The second child of Prince Louis of Battenberg (later, Louis Mountbatten, Marquess of Milford Haven) and Princess Victoria of Hesse and by Rhine was Princess Louise, born July 14, 1889. While most royal were promptly shuttled into marriage, Louise was an independent, progressive young woman whose heart was set on marrying for love.
There were suitors, to be sure, but Louise was insistent that she would never marry a king or a widower, and of course, that the union be based on love. This led her down some blind alleys, most notably with a Scottish portrait and landscape artist living in Paris, whom she met when they worked together at a military hospital during the First World War. Alexander Stuart-Hill was charming but eccentric, and was decidedly not rich. Fearing her family's reaction, Louise kept the pair's engagement secret for two years; by the time she revealed her secret, her parents asked that she delay marriage until the war had ended.

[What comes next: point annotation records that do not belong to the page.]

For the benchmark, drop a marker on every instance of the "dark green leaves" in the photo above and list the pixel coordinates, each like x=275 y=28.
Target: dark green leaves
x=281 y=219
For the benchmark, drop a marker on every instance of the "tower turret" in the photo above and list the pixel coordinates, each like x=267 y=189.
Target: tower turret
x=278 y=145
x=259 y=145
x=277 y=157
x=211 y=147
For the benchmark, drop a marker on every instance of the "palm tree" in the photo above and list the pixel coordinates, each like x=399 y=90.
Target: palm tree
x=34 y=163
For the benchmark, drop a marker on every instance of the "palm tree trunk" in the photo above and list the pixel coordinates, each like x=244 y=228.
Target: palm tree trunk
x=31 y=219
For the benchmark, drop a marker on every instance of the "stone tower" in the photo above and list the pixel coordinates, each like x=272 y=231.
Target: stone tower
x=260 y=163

After Alexander visited the Mountbattens a few times, earning the nickname 'Shakespeare' from his would-be in-laws, Louis Mountbatten had to sit his poor daughter down and explain to her that there were people called homosexuals, and he believed her fiance was one. It's unclear precisely how this resolved between Louise and Alexander, beyond the fact that the engagement ended in 1918.
Princess Louise would find love at last, however, and in a most unexpected place. Sweden's Crown Prince Gustaf Adolf, recent widower of Louise's mother's cousin, visited London in 1923 and took a real shine to Louise, then into her 30s. Sure, he was a widower, and sure, he was destined to be King of Sweden, but at long last, Louise had fallen in love with someone who loved her back. Her new in-laws loved her, and she became the devoted step-mother of Gustav's children. As Princess and then Queen Consort, she was beloved by the people of Sweden for her rejection of royal airs, belief in gender equality and civil rights, humanitarian work during World War II, and democratic reforms to the monarchy.